When compared to saline or nitrate controls, nitrite provides consistent cytoprotection in liver [20,22], heart [3,20,23], brain [21] and kidney [25]. All of these studies save one examining nitrite in a canine myocardial IR model [3,24] have been published in peer reviewed journals. In one study, nitrite given intraperitoneal or intravenously prior to or during left renal IR did not confer cytoprotection based on histopathology scoring and changes in BUN and creatinine [59]. This finding was recently corroborated by another group who did however note substantial cytoprotection when the nitrite was topically applied directly onto the kidney prior to reperfusion [25]. This group has hypothesized that the route of administration and the effective dose in the organ at the time of reperfusion may be the cause for this disparity.
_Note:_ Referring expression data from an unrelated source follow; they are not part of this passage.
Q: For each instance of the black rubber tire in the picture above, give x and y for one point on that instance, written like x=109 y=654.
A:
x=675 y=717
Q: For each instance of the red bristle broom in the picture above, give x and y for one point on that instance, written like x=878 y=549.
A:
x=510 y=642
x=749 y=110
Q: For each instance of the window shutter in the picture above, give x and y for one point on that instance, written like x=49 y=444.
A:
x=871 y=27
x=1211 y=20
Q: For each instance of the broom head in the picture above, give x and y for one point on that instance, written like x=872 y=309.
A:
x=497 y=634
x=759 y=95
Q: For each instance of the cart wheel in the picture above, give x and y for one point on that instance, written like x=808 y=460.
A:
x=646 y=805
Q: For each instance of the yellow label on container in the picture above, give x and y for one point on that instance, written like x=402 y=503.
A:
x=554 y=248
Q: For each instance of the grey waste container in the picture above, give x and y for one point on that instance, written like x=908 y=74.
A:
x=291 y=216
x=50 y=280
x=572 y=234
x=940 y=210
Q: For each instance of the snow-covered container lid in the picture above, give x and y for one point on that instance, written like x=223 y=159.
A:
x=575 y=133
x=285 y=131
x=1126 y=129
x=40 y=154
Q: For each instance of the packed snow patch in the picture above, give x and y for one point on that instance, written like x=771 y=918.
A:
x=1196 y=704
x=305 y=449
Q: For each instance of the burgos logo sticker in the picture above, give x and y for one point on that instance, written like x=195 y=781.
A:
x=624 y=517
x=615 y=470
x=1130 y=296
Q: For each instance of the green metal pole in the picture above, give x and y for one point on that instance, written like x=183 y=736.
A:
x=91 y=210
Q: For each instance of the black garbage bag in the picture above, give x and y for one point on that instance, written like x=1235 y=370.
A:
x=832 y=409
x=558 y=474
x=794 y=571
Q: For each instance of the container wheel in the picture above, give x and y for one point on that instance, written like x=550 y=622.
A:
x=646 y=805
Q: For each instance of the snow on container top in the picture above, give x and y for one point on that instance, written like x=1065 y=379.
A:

In the studies where cytoprotection has been noted, it has been characterized by multiple methods including the use of direct pathologic measurements (hematoxylin–eosin staining [22,25], 2,3,5-triphenyltetrazolium chloride (TTC) staining [20,21] or p-nitroblue tetrazolium [23] staining), through measures of cardiac [3,20,23], brain [21] and kidney [25] physiological function or by quantifying plasma markers of tissue injury [20,22,23,25]. All measures showed consistent cytoprotection by nitrite with more than a 50% reduction in infarction volume of all organs evaluated. In the two studies where a thorough dose effect curve was constructed, the “optimal cytoprotective dose” was remarkably similar — approximately 48 nmol in an adult mouse [20] or 480 nmol in the 10-fold larger adult rat [21]. The blood concentration associated with optimal protection was approximately 10 μM but even levels less than 200 nM were associated with protection [20].

In summary, these studies suggest that nitrite given prior to reperfusion prevents IR injury in heart, liver and brain, while a conclusion on the effect on kidney remains uncertain. To date, there is no evidence of nitrite protection against global IR injury, such as occurs in cardiac arrest or cardiopulmonary bypass.

3.1 Potential mechanisms of cytoprotection mediated by nitrite-derived NO

The mechanism of nitrite-mediated cytoprotection in these animal studies remains unclear but the leading hypothesis is that nitrite-derived NO mediates the protective effect. Measurement of NO production in vivo is difficult, yet a number of findings in the provide evidence that NO is in fact generated by nitrite reduction and mediates the cytoprotection observed. All the aforementioned published animal studies of nitrite cytoprotection have demonstrated a loss of protection when animals were pre-treated with the NO scavenger 2-(4-carboxyphenyl)-4,4,5,5-tetramethylimidazole-1-oxyl 3-oxide (PTIO) [20–23,25] suggesting the importance of NO in the mechanism of cytoprotection. In a rat model of kidney IR, Okamoto and colleagues demonstrated using electron paramagnetic resonance (EPR) spectroscopy and N-15 labeled nitrite that the NO formed in blood is nitrite-derived [60]. Nitrite therapy was associated with increases in cyclic guanosine monophosphate (cGMP) levels [21] and the inhibition of soluble guanylate cyclase (sGC) using 1H-[1,2,4] oxadiazole [4,3] quinoxalin-1-one (ODQ) abolished cytoprotection [20]. The Zweier lab has also measured nitrite-derived xanthine oxidase catalyzed NO formation by EPR, chemiluminescence and using an electrochemical detector and demonstrated increasing NO formation under acidic conditions [13]. In a Langendorff model of myocardial ischemia, this group demonstrated the formation of iron-nitrosyls (heme-NO) in myocardium under ischemic conditions which was associated with increasing cGMP levels [61]. Pre-treatment with inhibitors of NOS [20,22,23] and the use of endothelial NOS (eNOS) knockout mice [20] did not inhibit cytoprotection, proving that the nitrite effect is NOS-independent. Additional studies using heme oxygenase-1 inhibitors and knock-out mice revealed that the nitrite effect is independent of heme oxygenase-1 [20].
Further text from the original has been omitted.